From: Larry Grard, Kennebec Journal, Augusta, Maine
Published November 14, 2004 12:00 AM

European BlueHeat Gizmo Proves Adept at Saving Gasoline During Maine Winters

Nov. 14—MADISON, Maine — It's not just the cold. Like most of us in the United States, Canadians and Europeans have always dealt with frigid winters.


But long ago, fuel prices eclipsed $2 a gallon in Europe. And if that wasn't enough to keep people from running their vehicles to warm them up on cold mornings, anti-idling legislation sealed the deal.


In Europe and in Canada, you either scrape and get into a cold car, or you find another way to get it heated.


As usual in such times of need, the business world came to the rescue.


For years, Europeans and Canadians have used a fuel-saving, environmentally friendly heating device known as the BlueHeat heater.


Now manufactured in Michigan by Webasto Product North America Inc., the timed devices defrost windshields and heat vehicle interiors in half an hour. Mounted on the dashboard and hooked up to the car battery, the BlueHeat heater consumes a tiny amount of fuel compared to what would be used during idling.


At $1,600, it's a bit pricey. But Jeffrey and Paul Sprague, who recently began distribution of the devices out of their Madison vehicle dealership, say the timing is right for BlueHeat in Maine.


After seeing the device in a trade magazine last winter, the Spragues contacted Webasto about a distributorship.

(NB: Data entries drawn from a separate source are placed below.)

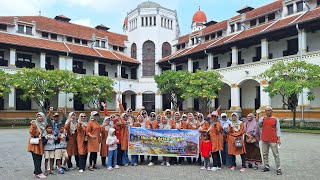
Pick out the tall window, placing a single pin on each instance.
(148, 58)
(290, 9)
(166, 49)
(134, 51)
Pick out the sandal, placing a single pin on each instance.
(279, 172)
(265, 169)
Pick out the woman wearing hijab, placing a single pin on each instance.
(72, 148)
(215, 132)
(203, 128)
(165, 125)
(252, 136)
(82, 141)
(236, 144)
(37, 132)
(106, 125)
(93, 131)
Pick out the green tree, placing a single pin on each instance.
(92, 90)
(204, 86)
(42, 86)
(289, 80)
(173, 83)
(5, 83)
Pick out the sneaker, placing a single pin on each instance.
(242, 169)
(168, 164)
(213, 169)
(279, 172)
(265, 169)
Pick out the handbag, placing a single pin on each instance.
(238, 142)
(34, 140)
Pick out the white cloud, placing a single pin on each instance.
(84, 22)
(23, 7)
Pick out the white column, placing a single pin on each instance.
(139, 101)
(173, 66)
(12, 100)
(190, 65)
(302, 41)
(158, 102)
(210, 61)
(235, 97)
(13, 57)
(264, 49)
(119, 70)
(96, 68)
(234, 56)
(265, 99)
(43, 60)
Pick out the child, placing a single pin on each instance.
(61, 152)
(206, 148)
(112, 149)
(49, 149)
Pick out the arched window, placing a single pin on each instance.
(148, 58)
(166, 49)
(134, 51)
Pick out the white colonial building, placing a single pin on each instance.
(239, 48)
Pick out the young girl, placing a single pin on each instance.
(49, 149)
(61, 151)
(112, 149)
(206, 148)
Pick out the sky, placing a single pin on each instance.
(111, 13)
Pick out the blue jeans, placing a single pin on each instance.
(112, 155)
(125, 158)
(134, 159)
(226, 159)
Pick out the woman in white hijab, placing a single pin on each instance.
(35, 145)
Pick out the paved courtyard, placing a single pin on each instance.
(299, 157)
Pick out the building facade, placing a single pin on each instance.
(239, 48)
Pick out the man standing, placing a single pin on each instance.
(56, 121)
(270, 136)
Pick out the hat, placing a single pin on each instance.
(214, 113)
(268, 107)
(224, 114)
(55, 114)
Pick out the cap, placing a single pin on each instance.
(55, 114)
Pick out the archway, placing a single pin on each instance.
(148, 58)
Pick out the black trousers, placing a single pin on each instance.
(83, 161)
(70, 161)
(93, 158)
(119, 156)
(37, 163)
(216, 159)
(243, 160)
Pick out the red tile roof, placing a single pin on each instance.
(264, 9)
(69, 29)
(59, 46)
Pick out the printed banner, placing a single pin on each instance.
(164, 142)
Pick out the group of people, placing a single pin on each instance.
(61, 139)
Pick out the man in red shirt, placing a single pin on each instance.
(270, 137)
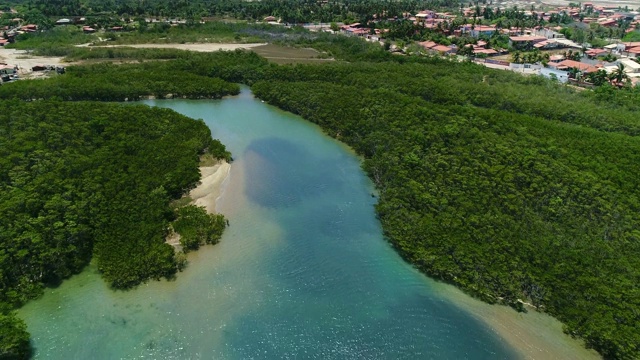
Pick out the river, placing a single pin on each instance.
(302, 272)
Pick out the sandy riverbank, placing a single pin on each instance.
(212, 181)
(210, 187)
(535, 335)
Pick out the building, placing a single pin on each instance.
(556, 74)
(525, 42)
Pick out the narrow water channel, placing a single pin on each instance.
(302, 272)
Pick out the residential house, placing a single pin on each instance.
(551, 73)
(571, 64)
(594, 53)
(525, 42)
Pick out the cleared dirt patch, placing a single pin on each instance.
(201, 47)
(290, 55)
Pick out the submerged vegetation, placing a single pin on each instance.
(83, 181)
(516, 189)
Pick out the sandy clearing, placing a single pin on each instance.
(210, 187)
(200, 47)
(205, 194)
(26, 61)
(632, 4)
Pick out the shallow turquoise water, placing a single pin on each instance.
(302, 272)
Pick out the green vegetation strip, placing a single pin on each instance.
(87, 180)
(515, 189)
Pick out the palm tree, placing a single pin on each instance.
(516, 57)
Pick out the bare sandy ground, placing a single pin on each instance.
(26, 61)
(632, 4)
(210, 187)
(201, 47)
(205, 194)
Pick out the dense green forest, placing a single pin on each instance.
(86, 180)
(516, 189)
(291, 11)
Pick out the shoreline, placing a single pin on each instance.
(534, 334)
(206, 194)
(210, 188)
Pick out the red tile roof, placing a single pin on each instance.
(577, 65)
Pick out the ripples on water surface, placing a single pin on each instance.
(302, 272)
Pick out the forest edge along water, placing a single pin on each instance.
(302, 271)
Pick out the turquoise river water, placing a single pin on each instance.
(302, 272)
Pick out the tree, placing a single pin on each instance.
(619, 75)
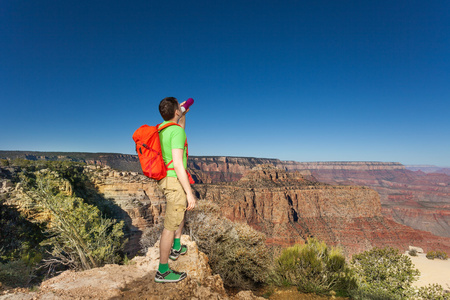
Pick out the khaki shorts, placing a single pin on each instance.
(176, 202)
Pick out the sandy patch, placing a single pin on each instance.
(431, 271)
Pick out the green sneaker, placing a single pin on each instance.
(174, 254)
(170, 276)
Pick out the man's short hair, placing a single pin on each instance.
(167, 108)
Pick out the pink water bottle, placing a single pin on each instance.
(187, 104)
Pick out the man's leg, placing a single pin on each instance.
(165, 245)
(164, 273)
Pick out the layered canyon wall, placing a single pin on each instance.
(288, 208)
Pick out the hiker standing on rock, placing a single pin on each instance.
(176, 187)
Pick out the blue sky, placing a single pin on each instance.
(294, 80)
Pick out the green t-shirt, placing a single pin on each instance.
(172, 137)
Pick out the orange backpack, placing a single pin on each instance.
(148, 148)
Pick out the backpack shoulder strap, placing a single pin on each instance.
(160, 128)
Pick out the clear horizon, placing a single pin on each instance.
(420, 165)
(292, 80)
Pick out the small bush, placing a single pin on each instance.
(79, 237)
(383, 274)
(432, 292)
(437, 254)
(235, 251)
(314, 267)
(15, 273)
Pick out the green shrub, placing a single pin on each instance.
(314, 267)
(431, 292)
(80, 237)
(383, 274)
(235, 251)
(15, 273)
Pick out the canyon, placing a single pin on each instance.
(367, 193)
(289, 209)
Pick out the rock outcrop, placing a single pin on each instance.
(136, 281)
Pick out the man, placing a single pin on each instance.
(176, 187)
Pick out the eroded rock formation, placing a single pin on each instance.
(289, 208)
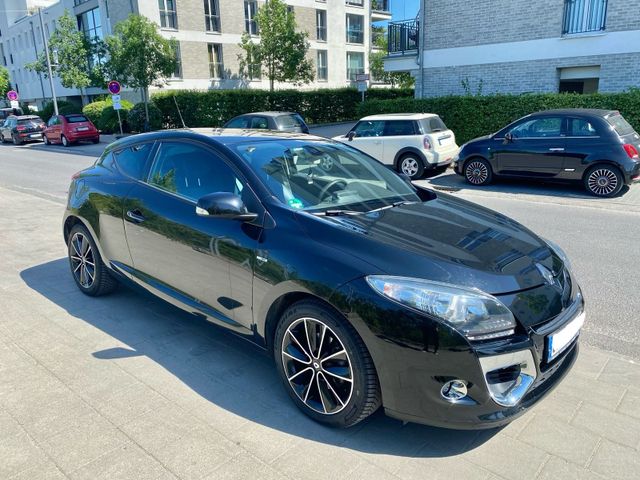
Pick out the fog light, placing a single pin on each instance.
(454, 390)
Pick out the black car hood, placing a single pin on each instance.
(446, 239)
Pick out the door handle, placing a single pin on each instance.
(136, 216)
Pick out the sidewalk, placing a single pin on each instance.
(126, 386)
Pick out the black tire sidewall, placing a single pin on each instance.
(352, 412)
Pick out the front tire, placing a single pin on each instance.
(88, 270)
(603, 181)
(477, 171)
(325, 366)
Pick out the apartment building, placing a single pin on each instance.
(208, 33)
(518, 46)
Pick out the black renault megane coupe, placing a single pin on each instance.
(368, 291)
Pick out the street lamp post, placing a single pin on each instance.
(46, 50)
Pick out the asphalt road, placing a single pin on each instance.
(601, 238)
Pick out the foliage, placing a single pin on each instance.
(214, 107)
(136, 117)
(64, 108)
(473, 116)
(105, 118)
(282, 49)
(5, 86)
(73, 53)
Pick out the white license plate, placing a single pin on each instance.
(561, 339)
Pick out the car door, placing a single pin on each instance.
(202, 262)
(536, 148)
(367, 137)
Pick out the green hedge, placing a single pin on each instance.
(474, 116)
(214, 107)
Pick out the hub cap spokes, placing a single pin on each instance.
(477, 173)
(317, 366)
(603, 181)
(82, 260)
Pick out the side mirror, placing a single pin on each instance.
(224, 205)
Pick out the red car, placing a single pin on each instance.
(70, 128)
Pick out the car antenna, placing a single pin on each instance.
(179, 113)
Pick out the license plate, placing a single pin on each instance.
(561, 339)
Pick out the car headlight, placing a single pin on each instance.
(477, 315)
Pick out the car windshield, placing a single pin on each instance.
(319, 176)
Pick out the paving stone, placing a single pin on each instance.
(560, 439)
(614, 426)
(616, 461)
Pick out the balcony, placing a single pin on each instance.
(584, 16)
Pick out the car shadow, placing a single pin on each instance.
(450, 181)
(227, 370)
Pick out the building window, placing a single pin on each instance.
(216, 66)
(321, 25)
(583, 16)
(322, 69)
(168, 14)
(212, 15)
(355, 65)
(355, 28)
(250, 12)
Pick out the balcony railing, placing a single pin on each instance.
(583, 16)
(403, 36)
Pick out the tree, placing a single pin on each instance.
(281, 53)
(139, 56)
(73, 55)
(376, 63)
(5, 86)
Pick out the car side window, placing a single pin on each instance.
(132, 160)
(539, 128)
(579, 127)
(396, 128)
(192, 171)
(369, 128)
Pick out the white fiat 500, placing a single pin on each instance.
(411, 142)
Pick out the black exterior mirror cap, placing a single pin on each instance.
(224, 205)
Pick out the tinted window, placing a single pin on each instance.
(539, 128)
(579, 127)
(192, 171)
(132, 160)
(395, 128)
(619, 124)
(76, 118)
(240, 122)
(369, 128)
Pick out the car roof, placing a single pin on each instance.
(400, 116)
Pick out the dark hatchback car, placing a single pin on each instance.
(288, 122)
(367, 290)
(596, 147)
(21, 129)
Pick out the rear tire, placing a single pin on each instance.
(89, 272)
(325, 366)
(411, 165)
(603, 181)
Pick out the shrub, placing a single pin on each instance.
(213, 108)
(473, 116)
(64, 108)
(136, 117)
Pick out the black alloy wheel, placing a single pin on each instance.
(325, 365)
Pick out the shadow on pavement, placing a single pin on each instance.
(228, 371)
(453, 182)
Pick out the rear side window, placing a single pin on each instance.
(619, 124)
(76, 118)
(396, 128)
(132, 160)
(433, 125)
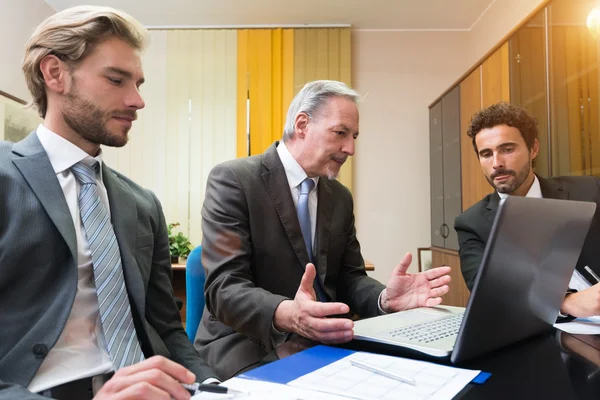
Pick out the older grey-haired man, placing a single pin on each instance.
(279, 243)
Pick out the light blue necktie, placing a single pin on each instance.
(115, 310)
(305, 225)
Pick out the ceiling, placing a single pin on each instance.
(361, 14)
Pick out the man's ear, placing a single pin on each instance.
(55, 73)
(535, 148)
(300, 125)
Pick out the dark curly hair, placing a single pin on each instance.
(504, 113)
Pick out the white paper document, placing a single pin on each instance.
(433, 381)
(581, 326)
(260, 390)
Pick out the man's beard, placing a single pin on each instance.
(512, 184)
(331, 174)
(89, 121)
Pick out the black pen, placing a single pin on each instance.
(195, 388)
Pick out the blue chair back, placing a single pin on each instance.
(194, 288)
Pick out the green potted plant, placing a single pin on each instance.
(179, 244)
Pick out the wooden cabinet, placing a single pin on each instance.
(495, 77)
(527, 60)
(444, 122)
(458, 294)
(474, 185)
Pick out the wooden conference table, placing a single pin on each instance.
(555, 365)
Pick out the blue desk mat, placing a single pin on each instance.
(299, 364)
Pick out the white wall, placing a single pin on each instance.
(497, 22)
(17, 21)
(399, 74)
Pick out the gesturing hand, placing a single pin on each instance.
(307, 317)
(405, 291)
(154, 378)
(585, 303)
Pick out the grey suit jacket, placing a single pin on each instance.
(38, 266)
(475, 224)
(254, 256)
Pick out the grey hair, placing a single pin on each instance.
(311, 98)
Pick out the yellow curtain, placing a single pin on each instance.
(265, 76)
(273, 65)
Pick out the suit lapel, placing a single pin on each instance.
(123, 212)
(492, 208)
(33, 162)
(278, 188)
(324, 212)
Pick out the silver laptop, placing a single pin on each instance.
(525, 270)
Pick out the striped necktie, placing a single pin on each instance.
(306, 228)
(113, 301)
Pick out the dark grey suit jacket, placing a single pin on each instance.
(475, 224)
(254, 256)
(38, 266)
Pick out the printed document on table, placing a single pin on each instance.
(261, 390)
(582, 326)
(433, 381)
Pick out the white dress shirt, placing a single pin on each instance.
(296, 176)
(578, 282)
(81, 349)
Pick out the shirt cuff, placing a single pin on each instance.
(277, 337)
(560, 314)
(381, 312)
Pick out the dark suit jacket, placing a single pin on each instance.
(475, 224)
(38, 266)
(254, 256)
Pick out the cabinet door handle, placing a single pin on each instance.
(445, 231)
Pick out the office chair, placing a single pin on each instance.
(194, 287)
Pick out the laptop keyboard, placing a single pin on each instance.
(429, 331)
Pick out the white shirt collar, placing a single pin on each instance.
(293, 170)
(534, 191)
(62, 153)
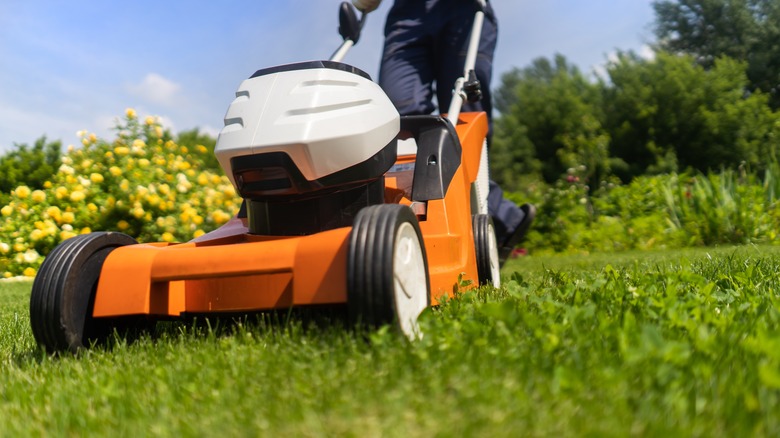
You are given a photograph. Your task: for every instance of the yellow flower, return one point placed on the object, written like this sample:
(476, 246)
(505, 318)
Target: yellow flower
(22, 192)
(39, 196)
(65, 235)
(54, 213)
(37, 235)
(60, 192)
(77, 196)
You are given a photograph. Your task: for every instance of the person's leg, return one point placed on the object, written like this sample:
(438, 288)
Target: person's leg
(451, 47)
(510, 221)
(406, 73)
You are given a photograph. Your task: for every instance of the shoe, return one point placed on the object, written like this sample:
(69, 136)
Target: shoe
(517, 236)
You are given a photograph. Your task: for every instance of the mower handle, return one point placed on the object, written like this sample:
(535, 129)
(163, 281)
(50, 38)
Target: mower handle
(349, 29)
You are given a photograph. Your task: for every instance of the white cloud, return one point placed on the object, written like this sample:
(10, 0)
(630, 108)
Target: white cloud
(156, 89)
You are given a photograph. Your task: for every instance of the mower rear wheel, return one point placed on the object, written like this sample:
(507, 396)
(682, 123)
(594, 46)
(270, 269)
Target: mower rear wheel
(63, 293)
(488, 266)
(387, 269)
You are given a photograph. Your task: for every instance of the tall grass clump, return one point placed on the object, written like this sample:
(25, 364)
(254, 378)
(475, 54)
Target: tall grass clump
(655, 211)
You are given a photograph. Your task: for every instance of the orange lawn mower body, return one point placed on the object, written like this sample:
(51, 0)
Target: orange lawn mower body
(345, 203)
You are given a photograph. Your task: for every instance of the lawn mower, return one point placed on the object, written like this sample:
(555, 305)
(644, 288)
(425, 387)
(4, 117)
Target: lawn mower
(345, 203)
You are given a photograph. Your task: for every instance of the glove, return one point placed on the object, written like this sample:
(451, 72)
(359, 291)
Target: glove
(366, 6)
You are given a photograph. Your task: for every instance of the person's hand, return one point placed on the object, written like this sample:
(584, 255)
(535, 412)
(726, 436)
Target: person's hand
(366, 6)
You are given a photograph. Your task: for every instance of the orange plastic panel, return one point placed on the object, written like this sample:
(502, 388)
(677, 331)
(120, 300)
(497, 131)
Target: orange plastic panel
(242, 275)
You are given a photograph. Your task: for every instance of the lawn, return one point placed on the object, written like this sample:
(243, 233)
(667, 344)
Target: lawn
(678, 343)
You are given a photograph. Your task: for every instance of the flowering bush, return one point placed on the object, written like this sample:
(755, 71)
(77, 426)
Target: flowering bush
(142, 183)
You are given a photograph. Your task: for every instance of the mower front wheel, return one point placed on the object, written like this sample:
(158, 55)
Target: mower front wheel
(387, 269)
(63, 292)
(488, 265)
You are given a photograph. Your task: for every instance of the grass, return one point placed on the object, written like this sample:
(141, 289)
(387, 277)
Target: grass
(683, 343)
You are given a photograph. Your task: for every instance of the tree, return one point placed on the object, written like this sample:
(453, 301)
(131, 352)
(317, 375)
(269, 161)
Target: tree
(746, 30)
(670, 113)
(30, 166)
(550, 121)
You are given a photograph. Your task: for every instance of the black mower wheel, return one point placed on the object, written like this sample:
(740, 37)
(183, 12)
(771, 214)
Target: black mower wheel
(488, 266)
(387, 269)
(63, 292)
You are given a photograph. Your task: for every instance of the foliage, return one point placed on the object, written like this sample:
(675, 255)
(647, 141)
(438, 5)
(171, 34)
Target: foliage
(30, 166)
(645, 116)
(746, 30)
(670, 113)
(730, 207)
(550, 122)
(142, 183)
(195, 139)
(653, 344)
(651, 212)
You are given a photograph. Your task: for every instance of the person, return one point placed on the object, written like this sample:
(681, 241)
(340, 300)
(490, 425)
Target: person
(425, 46)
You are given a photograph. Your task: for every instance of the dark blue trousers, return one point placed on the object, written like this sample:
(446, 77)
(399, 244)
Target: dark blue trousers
(424, 54)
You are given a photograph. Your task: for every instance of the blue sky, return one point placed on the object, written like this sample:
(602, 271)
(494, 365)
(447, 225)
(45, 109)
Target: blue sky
(76, 65)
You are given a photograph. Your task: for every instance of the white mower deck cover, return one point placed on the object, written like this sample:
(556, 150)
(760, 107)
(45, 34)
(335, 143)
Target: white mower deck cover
(325, 119)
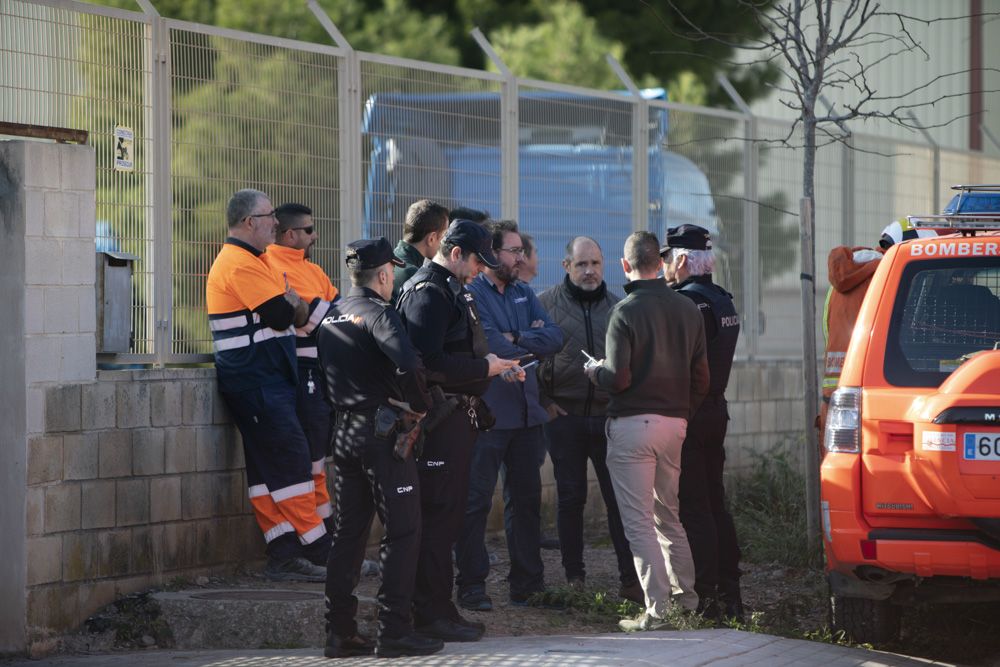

"We're on the front end of this, literally because I made an inquiry at the right time, perhaps," Jeffrey Sprague said. "U.S. fuel prices and anti-idling legislation efforts make it right. (Webasto) came to America with the basic understanding that the future was coming."


BlueHeat heaters are installed with a digital timer, allowing the user to set the start time up to three times daily. The device uses only .16 gallons of fuel per hour, compared to a gallon used when the motor idles in cold weather.


Sprague recommends setting the timer for half an hour in 20-degree temperatures. Add another 15 minutes in frigid conditions. The defroster is left on low-to-medium.


For now, the Spragues are offering BlueHeat for light trucks, SUVs and other 8-cylinder vehicles at People's Garage, Inc., on Lakewood Road.


They have been used for years in buses and large trucks.


The product is adaptable to any vehicle, Sprague explained, but he does not yet have the right kits for smaller vehicles. The larger the vehicle, the more the savings.


"They're looking at the largest opportunity, as any dealer would," Sprague said.


But in short order, Sprague can order the brackets, or kits, for smaller vehicles. Those interested can call 474-5128.


"We do at this time cover a wide range of vehicle applications," he said.


Sprague also spoke of the "educational opportunity" such technology offers.


"It brings to light the importance of the environment," he said. "The state of Maine has a significant air-quality problem."


On Nov. 18, several organizations will gather in Freeport for a symposium on the need for anti-idling efforts.


The price will not scare customers away if they understand that BlueHeat can pay for itself in three years, Sprague said.


At current fuel prices with three starts per day, the owner could save 75 gallons of fuel a month for six cold-weather months, he said.


The device comes with a three-year warranty, and Sprague is working with new-car dealers to get them included with financing.


"Remote starters are cheaper, but you must run the engine," Sprague said. "And, it's an invitation for thievery."


The Spragues are also offering Webasto air heaters for commercial vehicles. The heaters can keep flowers and other items warm during winter months, Sprague said.


The Sprague family has owned People's Garage since 1943. The brothers sold their Chrysler dealership a year ago, and now offer used vehicles and accessories.